Sign 3: You Are Not Monitoring How Your Messages Land

You publish communications and move on. You do not listen to how audiences are interpreting them. You do not adjust when the response is not what you expected. This is the fastest path to irrelevance.


Monitoring does not require sophisticated analytics. It requires listening. Read comments on your social posts. Talk to your audience directly. Ask for feedback. Notice when your message does not land the way you expected. The best communication strategies include a feedback loop in which you continuously learn how your audience interprets what you say.

Sign 4: Your Communications Are Disconnected From Your Programme

You do communications over here and deliver programme outcomes over there. They are not reinforcing each other. Communications are not seen as essential to implementation. It is treated as an extra layer that adds cost but not value.


This usually happens when communications are managed separately from programme management. Communications happen in one room; programme delivery happens in another. They do not talk to each other. The programme team does not see communications as their responsibility. The communications team does not understand the programme deeply enough to communicate it with credibility.

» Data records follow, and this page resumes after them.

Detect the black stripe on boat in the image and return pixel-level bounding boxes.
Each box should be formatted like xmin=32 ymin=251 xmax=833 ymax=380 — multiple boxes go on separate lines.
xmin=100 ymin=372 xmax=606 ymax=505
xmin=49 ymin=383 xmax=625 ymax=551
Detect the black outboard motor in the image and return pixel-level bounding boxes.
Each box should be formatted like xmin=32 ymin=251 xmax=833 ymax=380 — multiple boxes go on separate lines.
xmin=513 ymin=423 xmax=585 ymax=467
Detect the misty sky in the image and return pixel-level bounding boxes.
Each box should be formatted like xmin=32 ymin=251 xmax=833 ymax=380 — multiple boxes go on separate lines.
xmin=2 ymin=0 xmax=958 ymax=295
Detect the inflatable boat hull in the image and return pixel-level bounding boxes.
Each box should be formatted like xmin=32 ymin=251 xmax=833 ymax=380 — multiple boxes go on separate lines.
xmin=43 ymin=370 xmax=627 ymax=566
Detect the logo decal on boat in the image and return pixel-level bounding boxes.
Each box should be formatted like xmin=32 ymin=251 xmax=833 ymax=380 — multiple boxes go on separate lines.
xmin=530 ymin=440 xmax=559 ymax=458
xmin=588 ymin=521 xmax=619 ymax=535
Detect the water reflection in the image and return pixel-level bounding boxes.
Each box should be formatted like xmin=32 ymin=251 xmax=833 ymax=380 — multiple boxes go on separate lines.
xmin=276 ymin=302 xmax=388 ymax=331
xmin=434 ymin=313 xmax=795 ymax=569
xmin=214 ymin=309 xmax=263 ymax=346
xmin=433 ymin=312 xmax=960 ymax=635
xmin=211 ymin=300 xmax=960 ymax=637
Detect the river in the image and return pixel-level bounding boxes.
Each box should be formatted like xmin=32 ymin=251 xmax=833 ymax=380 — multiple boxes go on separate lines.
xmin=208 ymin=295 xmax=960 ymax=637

The organisations that communicate well integrate communications into programme design and implementation from day one.

Sign 5: Your Communications Team Does Not Have Access to Decision Makers

Communication is consulted after decisions are made, not before. This means you are managing outcomes instead of shaping them. You are defending positions instead of building support. This is reactive communication, and it is exhausting.


When communication has a seat at the decision-making table, the quality of decisions improves. Communications can flag reputational risks early. Communications can surface stakeholder concerns that the programme team was unaware of. Communications can suggest sequencing that builds support rather than resistance.


If your communications team is only consulted once decisions are made, they are playing a losing game.

What to Do About This

If any of these sound familiar, your communications strategy needs urgent review. The good news is that fixing communications is usually cheaper than managing the consequences of not fixing them. Most organisations can shift from activity-based to impact-based communications relatively quickly once they decide to do it.